How does Spark do bytecode to machine code instructions run time conversion?


After reading some articles about Whole State Code Generation, spark does bytecode optimizations to convert a query plan to an optimized execution plan.

https://jaceklaskowski.gitbooks.io/mastering-apache-spark/spark-sql-whole-stage-codegen.html

Now my next question is but still after doing these optimizations related to bytecodes and all, it might still be plausible that conversion of those bytecode instructions to machine code instructions could be a possible bottleneck because this is done by JIT alone during the runtime of the process and for this optimization to take place JIT has to have enough runs.

So does spark do anything related to dynamic/runtime conversion of optimized bytecode ( which is an outcome of whole stage code gen) to machine code or does it rely on JIT to convert those byte code instructions to machine code instructions. Because if it relies on JIT then there are certain uncertainties involved.


Solution

  • spark does bytecode optimizations to convert a query plan to an optimized execution plan.

    Spark SQL does not do bytecode optimizations.

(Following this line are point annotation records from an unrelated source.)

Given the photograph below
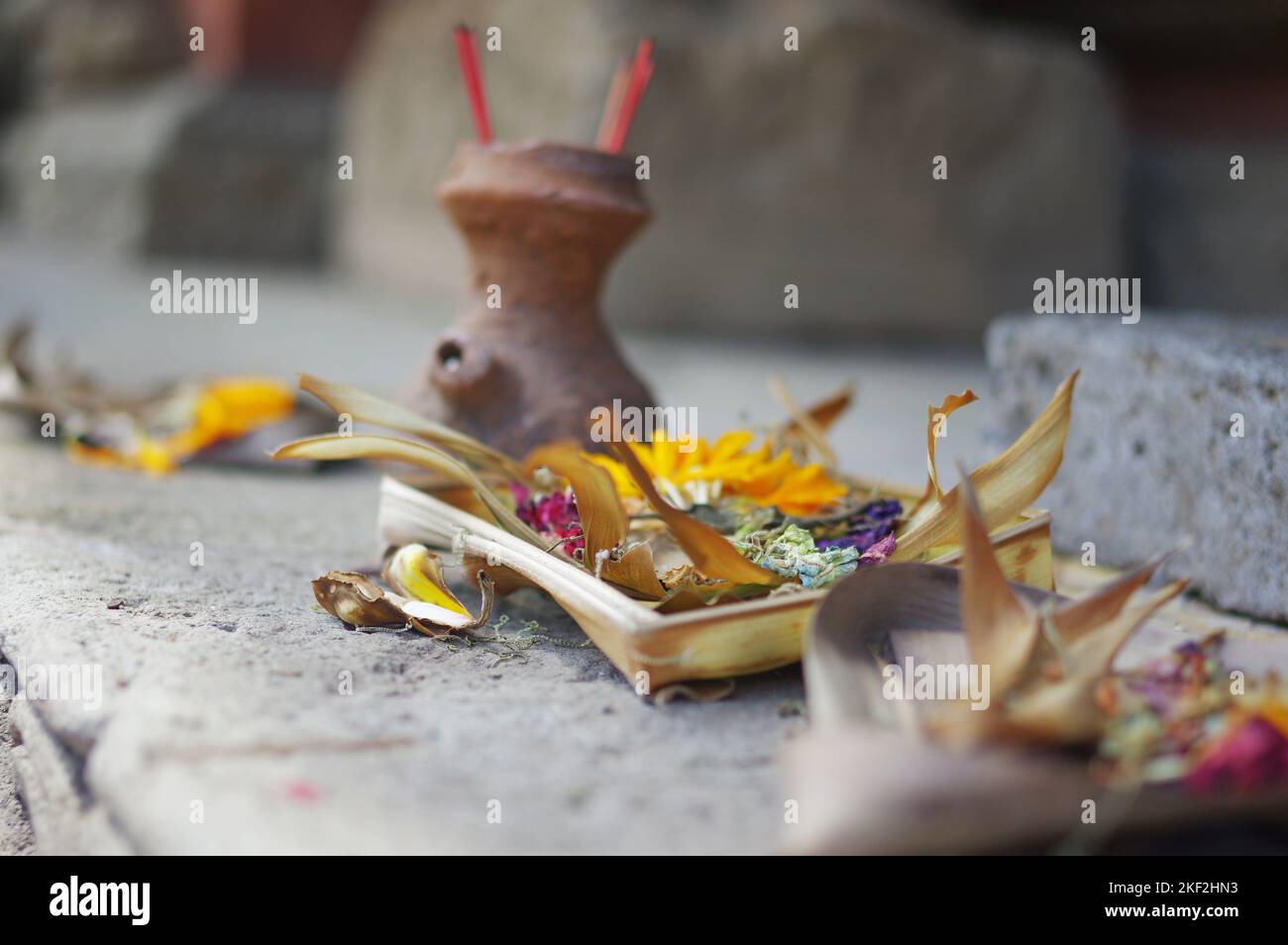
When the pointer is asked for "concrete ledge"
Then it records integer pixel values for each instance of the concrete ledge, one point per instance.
(1153, 454)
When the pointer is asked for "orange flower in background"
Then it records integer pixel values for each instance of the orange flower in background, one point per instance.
(185, 424)
(702, 472)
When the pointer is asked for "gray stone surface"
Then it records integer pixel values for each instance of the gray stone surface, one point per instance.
(222, 689)
(106, 150)
(1150, 458)
(178, 166)
(222, 682)
(768, 167)
(16, 837)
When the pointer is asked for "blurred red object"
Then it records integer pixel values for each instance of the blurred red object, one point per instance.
(256, 39)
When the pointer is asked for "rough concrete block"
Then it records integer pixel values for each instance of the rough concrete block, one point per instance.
(1157, 451)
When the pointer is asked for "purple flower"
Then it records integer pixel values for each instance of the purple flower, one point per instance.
(553, 515)
(871, 524)
(1249, 757)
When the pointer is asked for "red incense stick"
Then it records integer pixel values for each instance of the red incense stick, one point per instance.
(613, 103)
(469, 56)
(642, 68)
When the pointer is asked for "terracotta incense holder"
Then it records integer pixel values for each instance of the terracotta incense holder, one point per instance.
(531, 358)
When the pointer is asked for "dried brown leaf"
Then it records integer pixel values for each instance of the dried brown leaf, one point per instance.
(374, 409)
(1001, 630)
(1005, 484)
(708, 550)
(365, 447)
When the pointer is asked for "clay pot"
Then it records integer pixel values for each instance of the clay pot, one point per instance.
(531, 358)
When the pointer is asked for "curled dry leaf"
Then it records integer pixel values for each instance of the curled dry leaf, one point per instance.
(708, 550)
(934, 417)
(1005, 484)
(374, 409)
(416, 572)
(1001, 630)
(503, 578)
(365, 447)
(421, 599)
(809, 425)
(603, 523)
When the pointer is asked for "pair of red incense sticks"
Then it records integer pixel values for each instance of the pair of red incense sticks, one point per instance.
(625, 91)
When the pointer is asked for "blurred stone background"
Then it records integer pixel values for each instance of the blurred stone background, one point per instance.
(768, 166)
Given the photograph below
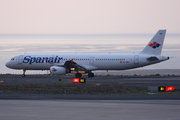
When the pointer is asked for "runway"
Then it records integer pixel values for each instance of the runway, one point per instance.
(98, 80)
(89, 109)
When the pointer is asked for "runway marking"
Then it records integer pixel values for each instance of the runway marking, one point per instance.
(148, 82)
(98, 84)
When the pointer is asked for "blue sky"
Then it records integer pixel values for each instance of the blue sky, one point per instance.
(134, 18)
(88, 16)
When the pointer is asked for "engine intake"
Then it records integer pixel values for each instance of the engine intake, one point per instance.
(59, 70)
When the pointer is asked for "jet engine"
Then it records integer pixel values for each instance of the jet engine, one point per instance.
(59, 70)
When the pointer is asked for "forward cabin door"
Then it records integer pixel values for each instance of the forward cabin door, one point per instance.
(20, 59)
(91, 60)
(136, 59)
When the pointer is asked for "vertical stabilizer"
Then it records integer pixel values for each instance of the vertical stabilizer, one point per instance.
(155, 45)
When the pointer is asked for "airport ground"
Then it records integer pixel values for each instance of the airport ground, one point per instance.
(98, 80)
(80, 107)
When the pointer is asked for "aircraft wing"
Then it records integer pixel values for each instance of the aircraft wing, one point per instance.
(72, 64)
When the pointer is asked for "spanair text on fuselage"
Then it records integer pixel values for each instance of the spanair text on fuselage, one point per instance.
(65, 63)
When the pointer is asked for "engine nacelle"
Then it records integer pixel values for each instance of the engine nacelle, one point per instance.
(58, 70)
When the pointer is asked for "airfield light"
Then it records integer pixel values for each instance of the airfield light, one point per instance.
(75, 80)
(169, 88)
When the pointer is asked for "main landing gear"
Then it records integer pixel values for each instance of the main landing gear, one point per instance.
(78, 75)
(23, 75)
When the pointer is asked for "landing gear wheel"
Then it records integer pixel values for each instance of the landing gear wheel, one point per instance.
(23, 75)
(90, 74)
(78, 75)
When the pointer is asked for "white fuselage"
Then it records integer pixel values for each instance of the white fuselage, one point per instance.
(97, 61)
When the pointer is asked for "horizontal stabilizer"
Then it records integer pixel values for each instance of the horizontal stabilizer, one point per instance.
(154, 47)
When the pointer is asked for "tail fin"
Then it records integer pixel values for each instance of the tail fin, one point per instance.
(155, 45)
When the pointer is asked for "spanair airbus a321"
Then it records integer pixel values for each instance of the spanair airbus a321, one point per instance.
(86, 63)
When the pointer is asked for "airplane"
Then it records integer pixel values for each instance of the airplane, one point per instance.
(60, 64)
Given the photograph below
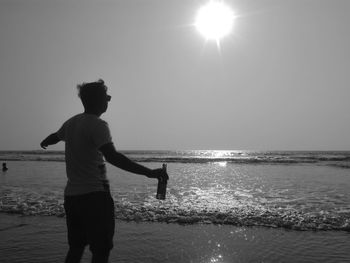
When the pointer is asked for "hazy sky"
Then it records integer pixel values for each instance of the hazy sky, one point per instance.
(279, 82)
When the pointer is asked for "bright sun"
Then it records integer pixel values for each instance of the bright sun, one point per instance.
(214, 20)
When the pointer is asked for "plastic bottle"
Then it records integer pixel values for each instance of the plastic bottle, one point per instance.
(162, 183)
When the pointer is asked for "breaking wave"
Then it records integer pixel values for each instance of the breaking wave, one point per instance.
(331, 158)
(171, 211)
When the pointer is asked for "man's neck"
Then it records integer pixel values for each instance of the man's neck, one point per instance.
(93, 112)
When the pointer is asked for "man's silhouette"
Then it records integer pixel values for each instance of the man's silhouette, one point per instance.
(88, 203)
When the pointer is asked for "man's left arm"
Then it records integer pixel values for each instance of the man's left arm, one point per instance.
(50, 140)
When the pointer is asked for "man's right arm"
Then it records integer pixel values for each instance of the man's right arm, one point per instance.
(121, 161)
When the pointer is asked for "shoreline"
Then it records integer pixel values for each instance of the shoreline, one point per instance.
(43, 239)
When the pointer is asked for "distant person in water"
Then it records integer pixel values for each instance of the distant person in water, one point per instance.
(4, 167)
(87, 200)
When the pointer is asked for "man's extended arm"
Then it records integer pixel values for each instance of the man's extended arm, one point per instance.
(121, 161)
(50, 140)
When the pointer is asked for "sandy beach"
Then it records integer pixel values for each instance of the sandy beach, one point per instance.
(42, 239)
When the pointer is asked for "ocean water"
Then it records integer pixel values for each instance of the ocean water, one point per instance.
(292, 190)
(220, 206)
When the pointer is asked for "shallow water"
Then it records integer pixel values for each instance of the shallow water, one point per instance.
(214, 212)
(293, 196)
(42, 239)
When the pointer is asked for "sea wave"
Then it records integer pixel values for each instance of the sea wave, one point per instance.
(153, 210)
(336, 159)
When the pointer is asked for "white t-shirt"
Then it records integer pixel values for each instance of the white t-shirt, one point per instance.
(84, 134)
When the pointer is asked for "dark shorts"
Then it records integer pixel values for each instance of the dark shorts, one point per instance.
(90, 221)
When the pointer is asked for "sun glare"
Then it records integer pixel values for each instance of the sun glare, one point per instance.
(214, 20)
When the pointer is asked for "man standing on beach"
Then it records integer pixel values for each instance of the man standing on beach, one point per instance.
(87, 200)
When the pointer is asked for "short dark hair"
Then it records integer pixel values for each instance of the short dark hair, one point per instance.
(92, 92)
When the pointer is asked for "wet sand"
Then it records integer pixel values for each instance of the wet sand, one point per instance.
(43, 239)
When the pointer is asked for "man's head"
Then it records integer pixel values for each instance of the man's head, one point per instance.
(94, 96)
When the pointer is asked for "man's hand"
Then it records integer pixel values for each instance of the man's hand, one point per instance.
(49, 140)
(43, 144)
(159, 173)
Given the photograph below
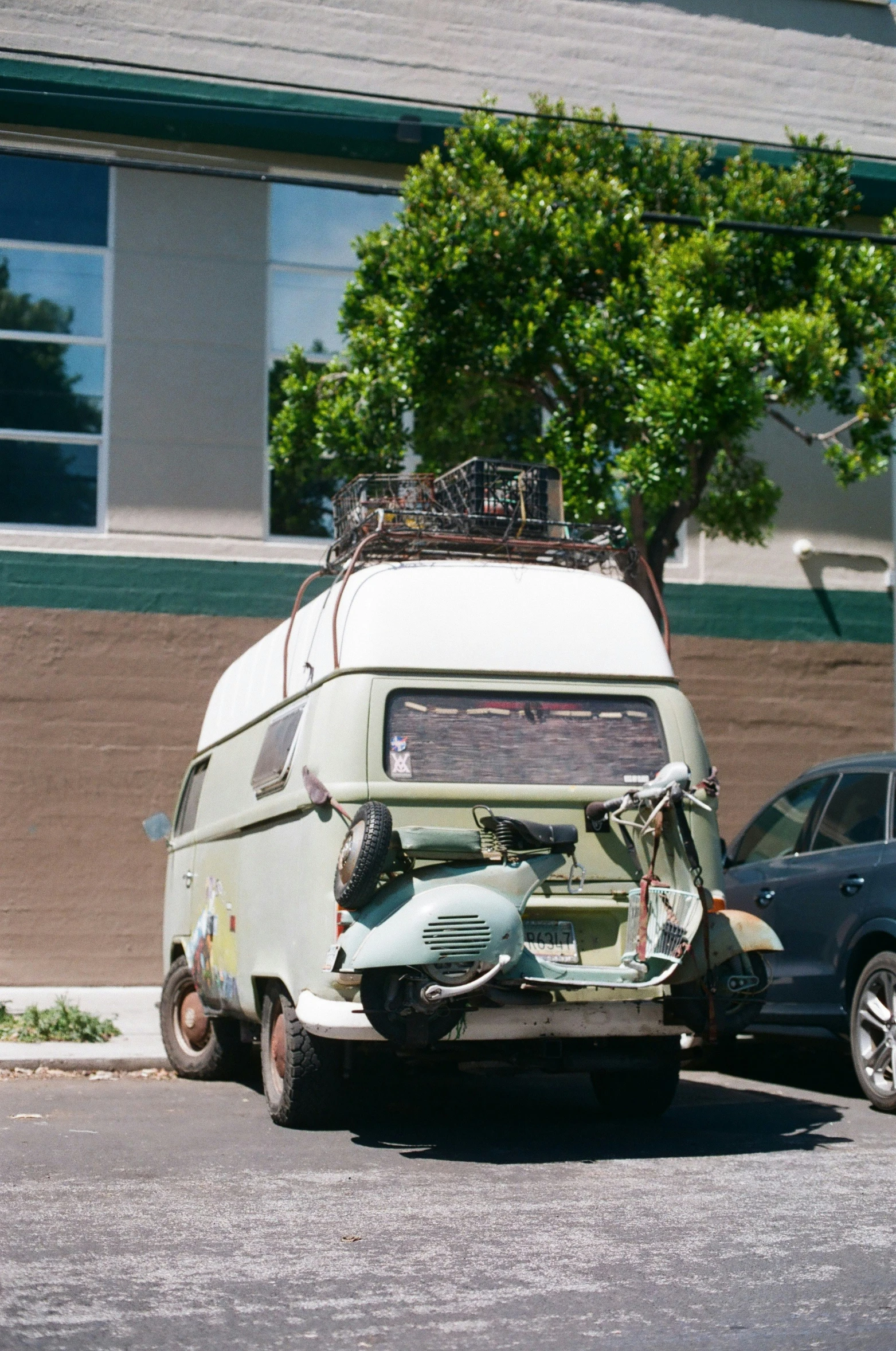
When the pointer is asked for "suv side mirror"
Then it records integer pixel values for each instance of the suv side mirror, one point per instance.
(157, 827)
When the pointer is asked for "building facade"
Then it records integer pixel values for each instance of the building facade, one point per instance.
(179, 192)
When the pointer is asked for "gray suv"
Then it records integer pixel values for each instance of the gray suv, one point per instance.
(819, 864)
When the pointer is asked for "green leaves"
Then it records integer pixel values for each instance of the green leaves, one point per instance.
(519, 307)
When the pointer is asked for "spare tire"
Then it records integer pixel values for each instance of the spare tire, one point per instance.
(362, 856)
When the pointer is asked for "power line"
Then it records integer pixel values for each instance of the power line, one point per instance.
(445, 104)
(768, 228)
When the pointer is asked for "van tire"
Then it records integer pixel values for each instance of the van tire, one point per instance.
(638, 1095)
(216, 1051)
(376, 842)
(302, 1073)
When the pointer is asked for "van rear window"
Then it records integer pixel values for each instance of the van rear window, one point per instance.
(443, 738)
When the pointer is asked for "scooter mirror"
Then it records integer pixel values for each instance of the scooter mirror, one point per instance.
(157, 827)
(676, 772)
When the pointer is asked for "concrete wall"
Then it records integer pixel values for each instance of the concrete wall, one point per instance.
(188, 403)
(727, 68)
(851, 528)
(100, 711)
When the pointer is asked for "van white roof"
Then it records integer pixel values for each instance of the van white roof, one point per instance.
(457, 615)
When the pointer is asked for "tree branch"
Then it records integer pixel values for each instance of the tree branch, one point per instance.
(808, 437)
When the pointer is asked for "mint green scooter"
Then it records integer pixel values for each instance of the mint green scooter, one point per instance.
(430, 939)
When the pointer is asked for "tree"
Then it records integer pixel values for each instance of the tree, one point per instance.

    Spark SQL simply uses CollapseCodegenStages physical preparation rule and eventually converts a query plan into a single-method Java source code (that Janino compiles and generates the bytecode).

    So does spark do anything related to dynamic/runtime conversion of optimized bytecode

    No.


    Speaking of JIT, WholeStageCodegenExec does this check whether the whole-stage codegen generates "too long generated codes" or not that could be above spark.sql.codegen.hugeMethodLimit Spark SQL internal property (that is 8000 by default and is the value of HugeMethodLimit in the OpenJDK JVM settings).

    The maximum bytecode size of a single compiled Java function generated by whole-stage codegen. When the compiled function exceeds this threshold, the whole-stage codegen is deactivated for this subtree of the current query plan. The default value is 8000 and this is a limit in the OpenJDK JVM implementation.


    There are not that many physical operators that support CodegenSupport so reviewing their doConsume and doProduce methods should reveal whether if at all JIT might not kick in.